Kansas City and Everytown had sued Jimenez Arms and several gun dealers previously, alleging they contributed to surging gun violence in the Kansas City region by ignoring evidence that guns were being sold illegally in the area. Jimenez Arms filed for bankruptcy about a month after the suit was filed.
That suit contended that Jimenez Arms every year made tens of thousands of cheap handguns that turned up at crime scenes in Kansas City and Chicago “at a rate disproportionate to the company’s market share.”

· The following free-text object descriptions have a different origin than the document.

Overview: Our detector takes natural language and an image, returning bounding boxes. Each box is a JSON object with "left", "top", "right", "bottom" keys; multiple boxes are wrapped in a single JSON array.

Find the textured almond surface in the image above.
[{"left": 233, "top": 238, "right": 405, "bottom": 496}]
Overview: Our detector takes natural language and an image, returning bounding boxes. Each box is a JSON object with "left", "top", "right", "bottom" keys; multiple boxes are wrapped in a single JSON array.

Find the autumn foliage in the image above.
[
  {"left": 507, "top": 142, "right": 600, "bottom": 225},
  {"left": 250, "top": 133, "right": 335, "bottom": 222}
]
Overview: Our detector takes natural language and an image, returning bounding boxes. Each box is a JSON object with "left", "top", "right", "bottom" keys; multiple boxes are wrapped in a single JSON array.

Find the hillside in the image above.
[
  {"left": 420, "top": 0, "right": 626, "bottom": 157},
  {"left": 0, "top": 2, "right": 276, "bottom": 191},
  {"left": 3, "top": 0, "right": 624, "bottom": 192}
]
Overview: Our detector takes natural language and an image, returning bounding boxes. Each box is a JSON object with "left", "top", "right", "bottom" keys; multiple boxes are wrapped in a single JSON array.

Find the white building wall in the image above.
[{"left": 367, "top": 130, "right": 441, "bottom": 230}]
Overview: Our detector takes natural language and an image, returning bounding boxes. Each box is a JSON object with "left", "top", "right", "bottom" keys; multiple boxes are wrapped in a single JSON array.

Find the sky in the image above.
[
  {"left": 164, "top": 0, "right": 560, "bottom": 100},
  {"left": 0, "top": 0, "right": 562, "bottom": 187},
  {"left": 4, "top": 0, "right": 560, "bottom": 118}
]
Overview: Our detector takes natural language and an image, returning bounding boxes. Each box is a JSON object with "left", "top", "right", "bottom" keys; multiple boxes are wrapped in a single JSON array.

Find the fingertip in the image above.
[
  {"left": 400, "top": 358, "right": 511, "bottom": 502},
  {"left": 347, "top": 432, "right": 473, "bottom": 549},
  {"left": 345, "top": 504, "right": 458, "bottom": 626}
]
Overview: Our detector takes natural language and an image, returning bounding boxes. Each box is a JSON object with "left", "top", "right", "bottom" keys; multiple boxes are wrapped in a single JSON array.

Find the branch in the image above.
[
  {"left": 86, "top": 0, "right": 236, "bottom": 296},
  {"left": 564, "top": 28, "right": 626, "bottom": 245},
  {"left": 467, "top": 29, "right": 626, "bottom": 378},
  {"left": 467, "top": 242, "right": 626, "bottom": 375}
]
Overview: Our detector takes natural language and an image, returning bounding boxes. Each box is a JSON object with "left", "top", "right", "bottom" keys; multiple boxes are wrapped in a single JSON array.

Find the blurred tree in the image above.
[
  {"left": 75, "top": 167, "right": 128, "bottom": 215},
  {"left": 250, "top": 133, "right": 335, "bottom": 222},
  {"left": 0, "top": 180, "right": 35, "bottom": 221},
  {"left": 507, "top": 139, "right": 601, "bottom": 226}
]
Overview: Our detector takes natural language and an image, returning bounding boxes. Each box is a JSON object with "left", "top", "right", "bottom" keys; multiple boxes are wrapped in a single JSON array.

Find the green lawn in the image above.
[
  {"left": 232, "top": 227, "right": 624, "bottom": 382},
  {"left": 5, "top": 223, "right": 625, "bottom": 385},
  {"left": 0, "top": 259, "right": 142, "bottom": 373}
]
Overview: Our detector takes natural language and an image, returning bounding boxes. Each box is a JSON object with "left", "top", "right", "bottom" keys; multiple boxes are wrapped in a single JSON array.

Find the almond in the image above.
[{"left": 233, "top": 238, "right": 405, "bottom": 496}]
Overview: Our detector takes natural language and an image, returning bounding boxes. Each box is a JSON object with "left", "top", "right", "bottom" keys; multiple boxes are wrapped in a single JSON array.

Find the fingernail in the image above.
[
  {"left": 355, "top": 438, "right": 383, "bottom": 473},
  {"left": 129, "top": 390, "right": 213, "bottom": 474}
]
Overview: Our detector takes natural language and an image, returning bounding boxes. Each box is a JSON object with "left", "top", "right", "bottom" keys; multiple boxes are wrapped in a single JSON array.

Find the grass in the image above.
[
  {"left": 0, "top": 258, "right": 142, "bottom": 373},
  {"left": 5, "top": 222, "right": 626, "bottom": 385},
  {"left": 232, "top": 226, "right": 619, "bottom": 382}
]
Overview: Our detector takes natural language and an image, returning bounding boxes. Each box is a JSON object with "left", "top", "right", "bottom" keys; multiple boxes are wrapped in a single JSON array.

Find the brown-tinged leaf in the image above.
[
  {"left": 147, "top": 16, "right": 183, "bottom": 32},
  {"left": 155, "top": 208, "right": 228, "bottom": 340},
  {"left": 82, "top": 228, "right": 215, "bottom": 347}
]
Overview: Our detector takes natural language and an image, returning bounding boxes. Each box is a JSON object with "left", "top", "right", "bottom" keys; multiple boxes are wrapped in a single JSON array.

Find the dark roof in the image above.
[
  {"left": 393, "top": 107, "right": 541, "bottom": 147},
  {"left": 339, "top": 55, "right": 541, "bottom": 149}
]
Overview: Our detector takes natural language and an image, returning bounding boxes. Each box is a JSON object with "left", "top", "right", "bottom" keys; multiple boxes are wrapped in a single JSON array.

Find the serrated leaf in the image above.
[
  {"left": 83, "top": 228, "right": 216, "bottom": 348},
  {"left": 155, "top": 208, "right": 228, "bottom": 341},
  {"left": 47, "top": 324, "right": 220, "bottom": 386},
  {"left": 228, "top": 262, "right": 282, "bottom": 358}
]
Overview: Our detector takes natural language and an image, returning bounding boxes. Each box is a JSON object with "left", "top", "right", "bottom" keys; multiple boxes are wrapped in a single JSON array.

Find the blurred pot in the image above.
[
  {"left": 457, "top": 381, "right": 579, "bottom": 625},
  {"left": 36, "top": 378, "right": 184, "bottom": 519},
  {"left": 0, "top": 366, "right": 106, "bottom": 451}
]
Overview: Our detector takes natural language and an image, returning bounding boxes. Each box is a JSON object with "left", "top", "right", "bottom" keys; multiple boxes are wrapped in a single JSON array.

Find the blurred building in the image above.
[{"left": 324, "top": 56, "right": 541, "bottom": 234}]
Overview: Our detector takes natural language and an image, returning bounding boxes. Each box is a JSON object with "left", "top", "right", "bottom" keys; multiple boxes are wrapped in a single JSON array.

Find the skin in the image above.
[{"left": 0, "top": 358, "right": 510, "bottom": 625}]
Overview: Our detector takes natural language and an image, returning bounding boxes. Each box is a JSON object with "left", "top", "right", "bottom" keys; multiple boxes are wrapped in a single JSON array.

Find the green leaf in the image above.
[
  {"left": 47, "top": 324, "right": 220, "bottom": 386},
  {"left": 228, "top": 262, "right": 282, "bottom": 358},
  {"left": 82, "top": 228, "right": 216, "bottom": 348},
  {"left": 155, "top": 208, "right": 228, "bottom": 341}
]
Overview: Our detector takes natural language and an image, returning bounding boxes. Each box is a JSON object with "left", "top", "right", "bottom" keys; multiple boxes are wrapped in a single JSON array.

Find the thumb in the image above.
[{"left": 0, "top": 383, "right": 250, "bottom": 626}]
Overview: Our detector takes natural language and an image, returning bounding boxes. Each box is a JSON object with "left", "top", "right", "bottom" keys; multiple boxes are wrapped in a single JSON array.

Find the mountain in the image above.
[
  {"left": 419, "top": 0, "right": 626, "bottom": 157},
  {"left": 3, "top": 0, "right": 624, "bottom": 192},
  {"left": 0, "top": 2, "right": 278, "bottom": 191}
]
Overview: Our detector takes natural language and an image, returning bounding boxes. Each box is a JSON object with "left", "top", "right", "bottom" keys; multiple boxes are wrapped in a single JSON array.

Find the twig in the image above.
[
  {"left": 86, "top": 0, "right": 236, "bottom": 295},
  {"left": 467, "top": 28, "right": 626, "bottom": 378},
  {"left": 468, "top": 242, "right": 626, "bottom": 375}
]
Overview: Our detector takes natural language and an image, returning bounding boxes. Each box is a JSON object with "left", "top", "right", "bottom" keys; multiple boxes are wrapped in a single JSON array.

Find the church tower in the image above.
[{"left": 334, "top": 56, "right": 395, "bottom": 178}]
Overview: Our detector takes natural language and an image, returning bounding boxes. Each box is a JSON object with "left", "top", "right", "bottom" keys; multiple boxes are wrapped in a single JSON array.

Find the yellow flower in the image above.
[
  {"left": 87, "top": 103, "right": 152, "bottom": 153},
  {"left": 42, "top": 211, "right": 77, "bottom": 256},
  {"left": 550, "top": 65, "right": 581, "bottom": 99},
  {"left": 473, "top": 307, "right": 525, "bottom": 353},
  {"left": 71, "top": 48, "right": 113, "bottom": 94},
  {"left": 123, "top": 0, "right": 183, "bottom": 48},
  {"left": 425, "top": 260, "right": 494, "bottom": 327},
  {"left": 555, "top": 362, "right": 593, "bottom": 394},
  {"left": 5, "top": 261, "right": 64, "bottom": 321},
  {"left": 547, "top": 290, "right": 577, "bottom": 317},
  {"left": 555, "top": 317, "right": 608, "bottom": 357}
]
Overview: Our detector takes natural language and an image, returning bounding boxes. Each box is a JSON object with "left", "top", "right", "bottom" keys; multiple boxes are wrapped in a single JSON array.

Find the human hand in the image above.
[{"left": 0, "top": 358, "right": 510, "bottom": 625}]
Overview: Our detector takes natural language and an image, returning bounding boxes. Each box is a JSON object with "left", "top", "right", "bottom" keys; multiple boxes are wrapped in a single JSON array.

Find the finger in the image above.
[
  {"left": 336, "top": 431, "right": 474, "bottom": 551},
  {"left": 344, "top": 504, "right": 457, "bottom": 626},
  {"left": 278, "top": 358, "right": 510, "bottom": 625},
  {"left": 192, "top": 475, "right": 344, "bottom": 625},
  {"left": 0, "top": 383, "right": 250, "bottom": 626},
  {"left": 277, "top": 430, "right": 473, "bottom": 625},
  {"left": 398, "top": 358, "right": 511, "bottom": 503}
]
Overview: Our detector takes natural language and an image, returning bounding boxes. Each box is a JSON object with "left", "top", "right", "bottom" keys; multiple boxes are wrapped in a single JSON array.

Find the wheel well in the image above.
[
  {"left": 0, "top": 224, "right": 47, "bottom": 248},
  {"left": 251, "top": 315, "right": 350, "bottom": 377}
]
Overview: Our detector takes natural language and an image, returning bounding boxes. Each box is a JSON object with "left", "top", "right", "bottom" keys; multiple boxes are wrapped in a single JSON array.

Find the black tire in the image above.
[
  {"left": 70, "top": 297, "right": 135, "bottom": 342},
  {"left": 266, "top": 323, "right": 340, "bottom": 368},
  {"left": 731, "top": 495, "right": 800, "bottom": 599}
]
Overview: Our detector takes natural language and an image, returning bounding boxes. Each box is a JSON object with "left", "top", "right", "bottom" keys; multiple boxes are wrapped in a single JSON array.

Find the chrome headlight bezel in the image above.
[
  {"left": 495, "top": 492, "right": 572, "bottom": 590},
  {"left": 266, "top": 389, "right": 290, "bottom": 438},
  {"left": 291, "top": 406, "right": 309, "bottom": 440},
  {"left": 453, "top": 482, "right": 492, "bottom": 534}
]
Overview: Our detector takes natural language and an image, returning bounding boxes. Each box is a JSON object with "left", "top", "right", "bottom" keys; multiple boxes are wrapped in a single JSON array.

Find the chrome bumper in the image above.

The plaintiffs alleged in their suit against the ATF that the company’s owner, Paul Jimenez, applied for a new license under the name JA Industries and that it took the ATF less than a month to award the license. The suit alleged that company officials had made false statements to the ATF and had unlawfully shipped guns to a firearms trafficker, which should’ve made the company and its officials ineligible for holding a federal firearms license.
A message seeking comment from JA Industries on Thursday was not immediately returned.
Everytown for Gun Safety heralded the decision to revoke the company’s license.
“We can only hope this decision marks the beginning of a new era at ATF, one that is consistent with President Biden’s commitment to holding rogue and reckless members of the gun industry accountable for breaking the law and putting lives in danger,” said John Feinblatt, Everytown’s president.
In a statement, Kansas City Mayor Quinton Lucas said it was a “bold action to stop the flow of illegal firearms into Kansas City.”
An ATF spokesperson, Erik Longnecker, declined to comment specifically, citing the ongoing case. But he said the agency “revokes Federal firearms licensees who are found to have committed willful violations of the Gun Control Act and have an adverse impact on public safety.”